3 M. Hunt (interprétation): Maître Kuzmanovic, regardons ce qui s'est passé

4 au niveau de la Cour d'appel en septembre. Vous remarquez que les Juges de

5 la Chambre d'appel n'ont pas remarqué, à ce moment-là, ou n'ont pas

6 envisagé la question de savoir s'ils devaient ou non prendre en compte les

7 circonstances que vous évoquez. En fait, la Chambre d'appel a considéré

8 qu'il ne convenait pas que ces éléments soient pris en compte.

9 M. Kuzmanovic (interprétation): C'est exact.

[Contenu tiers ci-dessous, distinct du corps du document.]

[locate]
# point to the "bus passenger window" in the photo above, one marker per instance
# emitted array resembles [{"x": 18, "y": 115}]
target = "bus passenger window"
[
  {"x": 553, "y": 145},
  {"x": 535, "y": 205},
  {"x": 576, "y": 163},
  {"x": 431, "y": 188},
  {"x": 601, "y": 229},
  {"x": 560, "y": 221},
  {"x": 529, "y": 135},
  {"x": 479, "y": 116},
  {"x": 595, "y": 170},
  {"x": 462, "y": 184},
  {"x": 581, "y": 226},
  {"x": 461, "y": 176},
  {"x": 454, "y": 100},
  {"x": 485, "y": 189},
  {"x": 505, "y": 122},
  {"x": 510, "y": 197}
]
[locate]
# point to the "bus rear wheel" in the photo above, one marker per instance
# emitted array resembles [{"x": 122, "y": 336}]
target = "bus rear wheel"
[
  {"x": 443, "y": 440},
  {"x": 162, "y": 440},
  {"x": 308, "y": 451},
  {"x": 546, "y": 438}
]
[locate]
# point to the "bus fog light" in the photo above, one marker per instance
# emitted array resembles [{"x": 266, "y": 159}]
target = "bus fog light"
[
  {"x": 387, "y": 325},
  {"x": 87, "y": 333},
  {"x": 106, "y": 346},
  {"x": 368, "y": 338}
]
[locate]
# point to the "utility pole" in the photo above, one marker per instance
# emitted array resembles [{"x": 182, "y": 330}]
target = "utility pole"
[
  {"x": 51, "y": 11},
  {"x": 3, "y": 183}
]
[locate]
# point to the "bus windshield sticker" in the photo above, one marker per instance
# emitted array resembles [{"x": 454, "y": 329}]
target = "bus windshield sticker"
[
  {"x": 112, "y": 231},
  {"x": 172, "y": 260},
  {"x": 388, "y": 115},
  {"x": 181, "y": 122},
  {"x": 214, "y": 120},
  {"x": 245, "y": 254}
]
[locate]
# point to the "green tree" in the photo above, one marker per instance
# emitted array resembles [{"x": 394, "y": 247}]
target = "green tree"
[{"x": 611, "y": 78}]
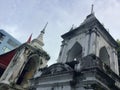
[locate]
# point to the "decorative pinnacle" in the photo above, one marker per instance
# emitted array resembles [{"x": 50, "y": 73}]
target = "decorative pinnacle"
[
  {"x": 92, "y": 7},
  {"x": 43, "y": 31}
]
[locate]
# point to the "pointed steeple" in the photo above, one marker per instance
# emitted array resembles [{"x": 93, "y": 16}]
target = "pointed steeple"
[
  {"x": 38, "y": 42},
  {"x": 40, "y": 37}
]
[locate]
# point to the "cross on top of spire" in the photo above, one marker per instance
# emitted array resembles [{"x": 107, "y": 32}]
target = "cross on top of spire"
[
  {"x": 43, "y": 31},
  {"x": 92, "y": 7}
]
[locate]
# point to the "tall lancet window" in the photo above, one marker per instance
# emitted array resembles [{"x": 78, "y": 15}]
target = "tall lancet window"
[
  {"x": 75, "y": 53},
  {"x": 104, "y": 56}
]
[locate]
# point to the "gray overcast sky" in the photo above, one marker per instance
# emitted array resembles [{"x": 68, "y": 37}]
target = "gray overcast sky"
[{"x": 20, "y": 18}]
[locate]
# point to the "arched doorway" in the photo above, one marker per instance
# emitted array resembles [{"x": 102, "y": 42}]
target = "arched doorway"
[
  {"x": 104, "y": 56},
  {"x": 75, "y": 53}
]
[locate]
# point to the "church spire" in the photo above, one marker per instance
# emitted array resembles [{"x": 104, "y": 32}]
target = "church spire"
[
  {"x": 92, "y": 7},
  {"x": 43, "y": 31}
]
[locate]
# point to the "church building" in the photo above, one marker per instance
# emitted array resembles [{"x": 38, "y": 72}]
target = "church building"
[{"x": 87, "y": 61}]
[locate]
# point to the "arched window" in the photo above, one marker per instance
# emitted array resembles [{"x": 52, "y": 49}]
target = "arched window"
[
  {"x": 75, "y": 53},
  {"x": 104, "y": 56}
]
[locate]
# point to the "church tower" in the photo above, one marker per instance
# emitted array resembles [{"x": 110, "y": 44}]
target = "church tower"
[
  {"x": 89, "y": 38},
  {"x": 87, "y": 61}
]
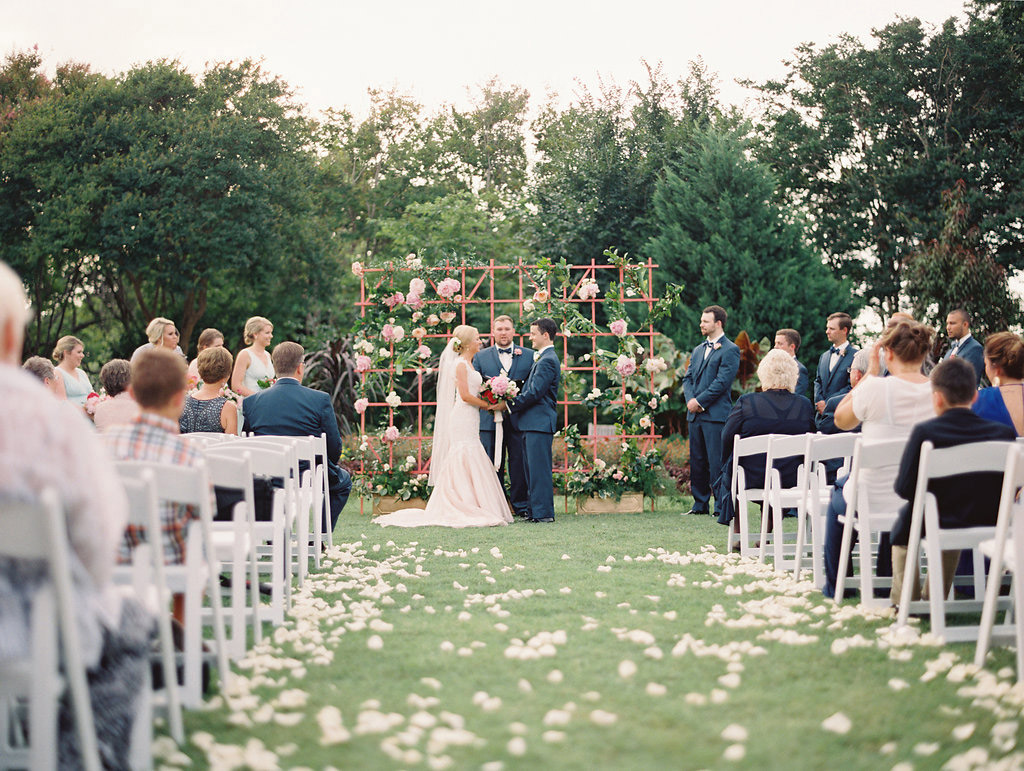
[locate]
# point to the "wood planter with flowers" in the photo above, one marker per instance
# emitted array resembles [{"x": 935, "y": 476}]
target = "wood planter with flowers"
[{"x": 630, "y": 503}]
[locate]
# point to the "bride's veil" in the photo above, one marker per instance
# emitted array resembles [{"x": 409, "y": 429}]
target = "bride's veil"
[{"x": 442, "y": 417}]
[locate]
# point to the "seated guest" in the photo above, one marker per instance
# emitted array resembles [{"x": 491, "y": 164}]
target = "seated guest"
[
  {"x": 289, "y": 409},
  {"x": 965, "y": 501},
  {"x": 885, "y": 408},
  {"x": 209, "y": 338},
  {"x": 49, "y": 443},
  {"x": 120, "y": 407},
  {"x": 775, "y": 411},
  {"x": 43, "y": 370},
  {"x": 1004, "y": 401},
  {"x": 208, "y": 409}
]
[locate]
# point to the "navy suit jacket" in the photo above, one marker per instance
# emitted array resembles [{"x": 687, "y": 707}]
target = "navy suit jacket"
[
  {"x": 488, "y": 365},
  {"x": 965, "y": 500},
  {"x": 289, "y": 409},
  {"x": 971, "y": 351},
  {"x": 534, "y": 409},
  {"x": 710, "y": 381},
  {"x": 827, "y": 384}
]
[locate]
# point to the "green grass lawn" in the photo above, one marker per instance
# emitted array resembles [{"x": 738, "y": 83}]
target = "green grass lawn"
[{"x": 611, "y": 641}]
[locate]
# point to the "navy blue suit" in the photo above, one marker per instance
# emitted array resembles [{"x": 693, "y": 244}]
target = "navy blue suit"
[
  {"x": 828, "y": 383},
  {"x": 289, "y": 409},
  {"x": 532, "y": 413},
  {"x": 488, "y": 365},
  {"x": 973, "y": 352},
  {"x": 709, "y": 380}
]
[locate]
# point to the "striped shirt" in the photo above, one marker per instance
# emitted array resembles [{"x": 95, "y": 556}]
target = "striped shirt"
[{"x": 156, "y": 439}]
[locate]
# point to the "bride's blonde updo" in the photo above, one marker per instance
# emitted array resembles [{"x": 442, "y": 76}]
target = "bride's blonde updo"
[{"x": 463, "y": 335}]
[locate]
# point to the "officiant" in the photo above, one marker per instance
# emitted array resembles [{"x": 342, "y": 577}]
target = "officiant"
[{"x": 504, "y": 357}]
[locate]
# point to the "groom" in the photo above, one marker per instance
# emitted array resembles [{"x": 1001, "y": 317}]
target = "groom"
[
  {"x": 502, "y": 357},
  {"x": 532, "y": 414}
]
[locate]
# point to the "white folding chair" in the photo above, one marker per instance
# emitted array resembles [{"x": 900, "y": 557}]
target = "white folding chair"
[
  {"x": 936, "y": 464},
  {"x": 147, "y": 576},
  {"x": 822, "y": 447},
  {"x": 779, "y": 498},
  {"x": 1007, "y": 554},
  {"x": 38, "y": 531},
  {"x": 235, "y": 543},
  {"x": 868, "y": 521},
  {"x": 190, "y": 486}
]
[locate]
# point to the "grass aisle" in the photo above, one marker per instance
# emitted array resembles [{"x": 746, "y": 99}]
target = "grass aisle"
[{"x": 612, "y": 641}]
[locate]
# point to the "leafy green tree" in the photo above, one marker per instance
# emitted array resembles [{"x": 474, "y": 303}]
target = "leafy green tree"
[{"x": 721, "y": 234}]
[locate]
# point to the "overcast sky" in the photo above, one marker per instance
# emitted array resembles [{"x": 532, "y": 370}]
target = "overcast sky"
[{"x": 331, "y": 51}]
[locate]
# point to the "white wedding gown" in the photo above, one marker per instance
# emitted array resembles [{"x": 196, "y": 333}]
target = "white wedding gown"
[{"x": 466, "y": 491}]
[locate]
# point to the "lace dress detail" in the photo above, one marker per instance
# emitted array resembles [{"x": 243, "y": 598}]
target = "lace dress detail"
[{"x": 466, "y": 493}]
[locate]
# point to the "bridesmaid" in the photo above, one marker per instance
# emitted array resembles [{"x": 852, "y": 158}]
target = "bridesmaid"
[
  {"x": 68, "y": 354},
  {"x": 253, "y": 363}
]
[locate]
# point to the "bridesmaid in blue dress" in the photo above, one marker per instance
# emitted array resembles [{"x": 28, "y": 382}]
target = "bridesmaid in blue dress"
[{"x": 1004, "y": 401}]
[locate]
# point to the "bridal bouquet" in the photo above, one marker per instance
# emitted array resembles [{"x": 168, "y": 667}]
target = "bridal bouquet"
[{"x": 498, "y": 389}]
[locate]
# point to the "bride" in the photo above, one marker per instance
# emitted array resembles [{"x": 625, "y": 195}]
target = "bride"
[{"x": 466, "y": 493}]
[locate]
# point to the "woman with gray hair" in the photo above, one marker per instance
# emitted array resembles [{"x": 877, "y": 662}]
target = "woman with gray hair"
[{"x": 775, "y": 410}]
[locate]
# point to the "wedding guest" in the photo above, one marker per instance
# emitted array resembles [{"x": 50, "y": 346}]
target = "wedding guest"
[
  {"x": 44, "y": 370},
  {"x": 885, "y": 408},
  {"x": 1004, "y": 401},
  {"x": 49, "y": 443},
  {"x": 69, "y": 353},
  {"x": 775, "y": 411},
  {"x": 162, "y": 334},
  {"x": 208, "y": 409},
  {"x": 119, "y": 407},
  {"x": 208, "y": 338},
  {"x": 254, "y": 366}
]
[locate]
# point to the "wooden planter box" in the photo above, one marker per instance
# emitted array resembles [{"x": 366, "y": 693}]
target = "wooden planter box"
[
  {"x": 630, "y": 503},
  {"x": 387, "y": 504}
]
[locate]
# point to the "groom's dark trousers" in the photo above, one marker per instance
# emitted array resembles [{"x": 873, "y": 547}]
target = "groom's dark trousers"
[{"x": 534, "y": 415}]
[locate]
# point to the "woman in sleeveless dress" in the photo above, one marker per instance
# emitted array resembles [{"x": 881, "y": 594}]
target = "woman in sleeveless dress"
[
  {"x": 466, "y": 490},
  {"x": 253, "y": 363},
  {"x": 207, "y": 409}
]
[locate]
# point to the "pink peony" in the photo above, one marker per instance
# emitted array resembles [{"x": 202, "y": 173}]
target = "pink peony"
[{"x": 626, "y": 366}]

10 M. Hunt (interprétation): Mais ils se sont dit que cela aurait pu être

11 approprié de se reposer la question sur au moins une partie des éléments

12 de l'affaire.

13 M. Kuzmanovic (interprétation): C'est exact, Monsieur le Juge. Mais je

14 pense que cette partie limitée des questions, que la Chambre d'appel

15 considérait comme étant suffisamment importante pour bénéficier d'un

16 nouvel examen, aurait dû être renvoyée devant la Chambre de première

17 instance initiale, notamment devant le Juge de la première instance qui

18 avait rendu la décision.

19 M. Hunt (interprétation): Est-ce que nous pouvons partir du principe que

20 ce qui a été adopté n'aurait pas dû l'être parce que la Chambre de

21 première instance initiale, ou du moins parce que point certains des Juges

22 la composant n'étaient pas disponibles? Est-ce que vous pensez qu'il

23 aurait été de la compétence de la Chambre d'appel de renvoyer une partie

24 des questions devant la composition de la Chambre de première instance

25 initiale?

Page 51

1 M. Kuzmanovic (interprétation): Je crois qu'effectivement, au moins une

2 partie des questions aurait pu être renvoyée devant la Chambre de première

3 instance initiale.

4 M. le Président (interprétation): Je vous remercie. Maître Morrison a la

5 parole.

6 M. Morrison (interprétation): Merci, Monsieur le Président et Messieurs

7 les Juges. Je vais revenir sur ce qu'a dit le Juge Hunt un peu plus tôt ce

8 matin. Nous sommes un Tribunal qui statue au pénal et je voudrais inviter

9 les Juges de cette Chambre à réfléchir sur un aspect de l'affaire dans le

10 cadre de laquelle M. Mucic est accusé. La Chambre d'appel a reconnu que

11 les critiques qui avaient été émises à l'encontre de la première Chambre

12 de première instance ne pouvaient être retenues.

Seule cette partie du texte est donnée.